Wissenschaft soll eigentlich das Leben Aller zum Positiven gestalten, Erkenntnisse vermitteln, Interesse erzeugen. Doch die Realität sieht oft anders aus. Wissenschaftliche Forschung hat mit einem einschlägigen Ruf zu kämpfen. Abgehoben, nischig, gar elitär mag sie fachfremden Menschen vorkommen - sofern sie überhaupt wahrgenommen wird und kein von der Gesellschaft abgekapseltes Eigenleben führt. Zu verkompliziert sind viele Erkenntnisse, als dass sie von Lai*innen zu begreifen sind.
Verschiedene Formate versuchen allerdings, genau das zu ändern. In Science Slams zum Beispiel, deren Aufbau ähnlich abläuft wie bei Poetry Slams, referieren wortgewandte Wissenschaftler*innen und andere Intellektuelle über eigentlich komplexe Sachverhalte ihres Fachgebietes in vereinfachter und gerne humoristischer Form. Jede*r soll den Inhalt verstehen können - ohne Fachsprache und Bandwurmsätze.

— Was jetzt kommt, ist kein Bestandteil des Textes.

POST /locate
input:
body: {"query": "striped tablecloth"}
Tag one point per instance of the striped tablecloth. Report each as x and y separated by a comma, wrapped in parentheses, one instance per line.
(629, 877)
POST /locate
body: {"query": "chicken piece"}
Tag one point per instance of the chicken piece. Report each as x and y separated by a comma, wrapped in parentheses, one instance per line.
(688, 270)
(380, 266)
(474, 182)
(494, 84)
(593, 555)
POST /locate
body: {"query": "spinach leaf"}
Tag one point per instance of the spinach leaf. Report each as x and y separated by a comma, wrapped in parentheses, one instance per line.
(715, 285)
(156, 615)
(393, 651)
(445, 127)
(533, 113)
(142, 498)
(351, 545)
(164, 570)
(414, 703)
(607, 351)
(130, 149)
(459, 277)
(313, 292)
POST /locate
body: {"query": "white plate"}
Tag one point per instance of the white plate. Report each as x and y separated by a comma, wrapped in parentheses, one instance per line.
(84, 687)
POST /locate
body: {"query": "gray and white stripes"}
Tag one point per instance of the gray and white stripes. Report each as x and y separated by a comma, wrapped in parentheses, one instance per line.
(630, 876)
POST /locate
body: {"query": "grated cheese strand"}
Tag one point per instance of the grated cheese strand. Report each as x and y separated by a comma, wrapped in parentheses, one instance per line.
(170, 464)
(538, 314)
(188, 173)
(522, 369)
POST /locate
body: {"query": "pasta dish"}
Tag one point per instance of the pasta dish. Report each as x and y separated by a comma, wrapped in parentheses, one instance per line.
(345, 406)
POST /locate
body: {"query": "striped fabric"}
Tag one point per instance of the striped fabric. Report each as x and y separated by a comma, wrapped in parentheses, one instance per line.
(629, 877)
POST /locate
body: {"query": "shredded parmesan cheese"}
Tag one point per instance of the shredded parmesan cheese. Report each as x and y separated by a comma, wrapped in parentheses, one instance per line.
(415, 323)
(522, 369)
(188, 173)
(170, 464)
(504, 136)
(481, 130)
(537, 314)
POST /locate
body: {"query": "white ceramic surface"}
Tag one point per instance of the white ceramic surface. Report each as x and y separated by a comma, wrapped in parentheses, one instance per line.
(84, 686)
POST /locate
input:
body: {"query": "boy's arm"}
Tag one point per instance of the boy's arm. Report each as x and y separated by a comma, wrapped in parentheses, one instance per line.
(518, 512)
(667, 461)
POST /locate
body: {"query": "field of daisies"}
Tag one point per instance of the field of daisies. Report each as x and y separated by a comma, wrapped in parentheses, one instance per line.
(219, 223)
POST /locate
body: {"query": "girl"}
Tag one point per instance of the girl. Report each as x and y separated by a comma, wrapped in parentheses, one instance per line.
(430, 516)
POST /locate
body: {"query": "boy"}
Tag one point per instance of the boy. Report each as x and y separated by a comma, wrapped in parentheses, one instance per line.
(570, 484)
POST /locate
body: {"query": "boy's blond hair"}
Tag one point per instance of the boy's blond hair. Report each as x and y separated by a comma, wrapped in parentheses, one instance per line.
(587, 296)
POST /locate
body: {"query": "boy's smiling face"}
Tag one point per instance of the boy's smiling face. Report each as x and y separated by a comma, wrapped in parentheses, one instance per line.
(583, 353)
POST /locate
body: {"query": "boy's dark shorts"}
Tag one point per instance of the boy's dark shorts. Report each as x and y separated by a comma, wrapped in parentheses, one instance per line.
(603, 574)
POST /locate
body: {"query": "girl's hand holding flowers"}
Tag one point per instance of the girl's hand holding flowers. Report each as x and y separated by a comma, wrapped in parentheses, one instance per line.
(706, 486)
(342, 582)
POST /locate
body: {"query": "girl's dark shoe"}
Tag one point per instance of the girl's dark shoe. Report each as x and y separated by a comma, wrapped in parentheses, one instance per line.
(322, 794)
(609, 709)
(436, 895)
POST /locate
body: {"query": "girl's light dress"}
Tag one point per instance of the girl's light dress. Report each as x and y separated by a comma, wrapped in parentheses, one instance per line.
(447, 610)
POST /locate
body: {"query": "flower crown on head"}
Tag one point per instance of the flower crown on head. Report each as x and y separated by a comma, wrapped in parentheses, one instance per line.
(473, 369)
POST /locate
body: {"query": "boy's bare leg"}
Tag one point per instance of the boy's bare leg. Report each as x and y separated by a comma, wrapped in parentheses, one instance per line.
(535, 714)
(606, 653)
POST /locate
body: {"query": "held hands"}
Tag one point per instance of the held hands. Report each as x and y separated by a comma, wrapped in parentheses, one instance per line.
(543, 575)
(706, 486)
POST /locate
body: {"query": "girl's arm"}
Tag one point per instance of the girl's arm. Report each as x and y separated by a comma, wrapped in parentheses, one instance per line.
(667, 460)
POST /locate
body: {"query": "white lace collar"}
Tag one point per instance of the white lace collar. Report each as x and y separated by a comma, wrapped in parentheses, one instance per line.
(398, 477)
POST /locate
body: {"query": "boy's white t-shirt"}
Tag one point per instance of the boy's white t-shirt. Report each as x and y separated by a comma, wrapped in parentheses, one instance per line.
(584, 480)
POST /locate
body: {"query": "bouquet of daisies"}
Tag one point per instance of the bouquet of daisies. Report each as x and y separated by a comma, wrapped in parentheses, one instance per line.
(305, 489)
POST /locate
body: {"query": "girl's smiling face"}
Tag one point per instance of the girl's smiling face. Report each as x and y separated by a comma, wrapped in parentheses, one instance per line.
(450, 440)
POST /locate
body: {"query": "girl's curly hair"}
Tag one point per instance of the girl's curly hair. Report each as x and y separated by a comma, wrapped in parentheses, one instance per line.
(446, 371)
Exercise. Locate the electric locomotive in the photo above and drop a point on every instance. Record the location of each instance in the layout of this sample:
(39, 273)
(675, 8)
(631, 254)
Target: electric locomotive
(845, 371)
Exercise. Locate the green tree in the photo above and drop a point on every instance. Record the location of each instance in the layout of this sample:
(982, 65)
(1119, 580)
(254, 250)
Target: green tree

Die Idee kommt an und lockt immer mehr Leute in Veranstaltungssäle. Auch im Netz stoßen Populärwissenschaften vermehrt auf positive Resonanz. Schon seit 2010 existiert das Blog Real Clear Scientist auf Twitter, seit knapp zwei Jahren gibt es mit Real Scientists DE einen deutschsprachigen Ableger. Über 4.600 Menschen folgen dem Blog bereits. „Echte Wissenschaft von echten Forschern, Autoren, Kommunikatoren, Künstlern, Klinikern", verspricht die Eigenbeschreibung.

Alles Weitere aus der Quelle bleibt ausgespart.